Common Fixes for Could Not Resize Shared Memory Segment
Decrease reliance on hash tables and add indexes
In what I’ve seen in the wild, hash tables seem to be the main culprit for these
types of errors, so that’s a good place to start. Hash joins are used for very
large joins across tables and Postgres will create an in-memory hash table to
store some of the data. Systems with large amounts of memory or larger
work_mem
settings can favor hash joins over other join methods like nested
loops or merges if the data being joined is small enough to fit into work_mem
but large enough that (or indexed so that) a nested loop is inefficient.
You can see which strategy the query planner is using by looking at the query’s
EXPLAIN
plan, ie:
EXPLAIN (ANALYZE, BUFFERS)
SELECT COUNT(*)
FROM trucks t
Finalize Aggregate (cost=238.12..238.13 rows=1 width=8) (actual time=5.276..5.276 rows=1 loops=1)
Buffers: shared hit=29
-> Gather (cost=238.01..238.12 rows=2 width=8) (actual time=5.236..5.272 rows=3 loops=1)
Workers Planned: 2
Workers Launched: 2
Buffers: shared hit=29
-> Partial Aggregate (cost=238.01..238.02 rows=1 width=8) (actual time=5.226..5.227 rows=1 loops=3)
Buffers: shared hit=29
-> HashAggregate (cost=238.00..238.01 rows=1 width=4) (actual time=5.213..5.217 rows=3 loops=3)
Group Key: trucks.id
Buffers: shared hit=29
-> Hash Join (cost=37.75..236.75 rows=500 width=4) (actual time=0.605..4.879 rows=70 loops=3)
Hash Cond: (truck_locations.job_id = trucks.id)
Buffers: shared hit=29
-> Seq Scan on truck_locations (cost=0.00..18.20 rows=820 width=8) (actual time=0.010..0.054 rows=10 loops=3)
Buffers: shared hit=3
-> Hash (cost=27.25..27.25 rows=820 width=4) (actual time=0.575..0.576 rows=10 loops=3)
Buckets: 1024 Batches: 1 Memory Usage: 9kB
Buffers: shared hit=26
Planning Time: 0.256 ms
Execution Time: 36.562 ms
Since the datasets being joined are fairly large, it may be possible to nudge the planner toward merge joins versus hash joins by adding indexes on the join keys of both of the tables.
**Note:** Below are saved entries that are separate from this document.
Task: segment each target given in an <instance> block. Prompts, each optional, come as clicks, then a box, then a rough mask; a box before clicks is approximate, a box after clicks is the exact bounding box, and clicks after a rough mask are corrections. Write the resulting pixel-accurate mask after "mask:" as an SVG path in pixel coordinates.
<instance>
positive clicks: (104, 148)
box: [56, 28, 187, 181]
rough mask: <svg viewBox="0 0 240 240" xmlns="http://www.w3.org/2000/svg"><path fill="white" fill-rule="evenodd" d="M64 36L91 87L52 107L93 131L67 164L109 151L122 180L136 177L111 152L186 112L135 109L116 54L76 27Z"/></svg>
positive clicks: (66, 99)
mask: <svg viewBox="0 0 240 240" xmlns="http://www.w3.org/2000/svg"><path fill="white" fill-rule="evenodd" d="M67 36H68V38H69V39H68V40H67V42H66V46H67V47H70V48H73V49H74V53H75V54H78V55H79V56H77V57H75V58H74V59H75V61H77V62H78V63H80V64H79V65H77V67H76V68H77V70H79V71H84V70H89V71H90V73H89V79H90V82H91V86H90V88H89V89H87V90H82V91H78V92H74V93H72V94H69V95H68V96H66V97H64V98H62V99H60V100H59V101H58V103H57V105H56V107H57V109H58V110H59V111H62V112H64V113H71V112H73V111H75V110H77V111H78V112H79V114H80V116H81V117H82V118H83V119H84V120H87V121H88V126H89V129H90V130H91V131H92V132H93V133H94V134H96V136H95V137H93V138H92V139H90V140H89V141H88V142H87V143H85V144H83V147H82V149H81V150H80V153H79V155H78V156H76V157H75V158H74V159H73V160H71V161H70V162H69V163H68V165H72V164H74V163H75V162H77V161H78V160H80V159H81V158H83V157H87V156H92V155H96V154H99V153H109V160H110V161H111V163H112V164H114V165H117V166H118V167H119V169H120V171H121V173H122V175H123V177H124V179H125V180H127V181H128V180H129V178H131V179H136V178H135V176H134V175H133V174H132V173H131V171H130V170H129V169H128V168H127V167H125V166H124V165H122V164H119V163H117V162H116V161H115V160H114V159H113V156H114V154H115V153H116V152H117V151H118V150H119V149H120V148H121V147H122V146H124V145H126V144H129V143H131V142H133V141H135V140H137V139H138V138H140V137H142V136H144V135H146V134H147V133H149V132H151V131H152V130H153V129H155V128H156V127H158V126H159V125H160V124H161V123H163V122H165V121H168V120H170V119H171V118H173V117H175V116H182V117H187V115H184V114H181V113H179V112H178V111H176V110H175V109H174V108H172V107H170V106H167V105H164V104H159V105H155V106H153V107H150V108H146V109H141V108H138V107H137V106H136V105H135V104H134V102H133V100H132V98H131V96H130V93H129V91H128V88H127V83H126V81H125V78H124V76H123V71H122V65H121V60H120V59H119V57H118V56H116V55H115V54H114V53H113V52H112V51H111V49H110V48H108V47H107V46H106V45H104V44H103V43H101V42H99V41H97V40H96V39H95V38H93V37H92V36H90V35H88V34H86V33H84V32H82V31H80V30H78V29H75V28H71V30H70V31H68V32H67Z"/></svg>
The join keys themselves are already indexed but since there are additional criteria in the queries for filters and other uses, including those columns in indexes can be beneficial.
A good rule of thumb is that if a query has a WHERE filter on column A and joins to another table via column B, a multicolumn index on (A, B) will help by reducing the amount of data being joined.
Decreasing work_mem
It is possible that your work_mem is set too generously and you’re allowing too much memory per worker.
Decreasing max_parallel_workers
You may want to peek at the settings you have for parallel workers. If you have a high work_mem setting, lots of parallel workers, and hash joins, you may be over allocating resources.
Dig into the queries
In a lot of cases, working through a specific query to make it more performant might be the place to go for fixing your OOM issues.
- Adding
WHERE
clauses orLIMIT
s toSELECT *
queries can be a good starting place. - Creating views or materialized views to store table join data could help your database as well.
Add more memory
After you’ve added indexes and done what you can with individual queries, if you continue to see these errors, you might need to add more memory to your machine.
Quick summary
- ERROR: could not resize shared memory segment is probably just a single query or operation that took up all your memory.
- If you just have one of these, its no big deal. If you have a lot of them, its still no big deal. This is Postgres, everything’s fixable. There’s some simple things you can do to optimize and add indexes before you upgrade your instance to larger memory.
- Look in your logs for the queries or processes giving the OOM errors.
- Your #1 place to look is for queries joining large tables where the data being
processed fits within
work_mem
. Adding indexes to strategically limit the amount of data being processed can help.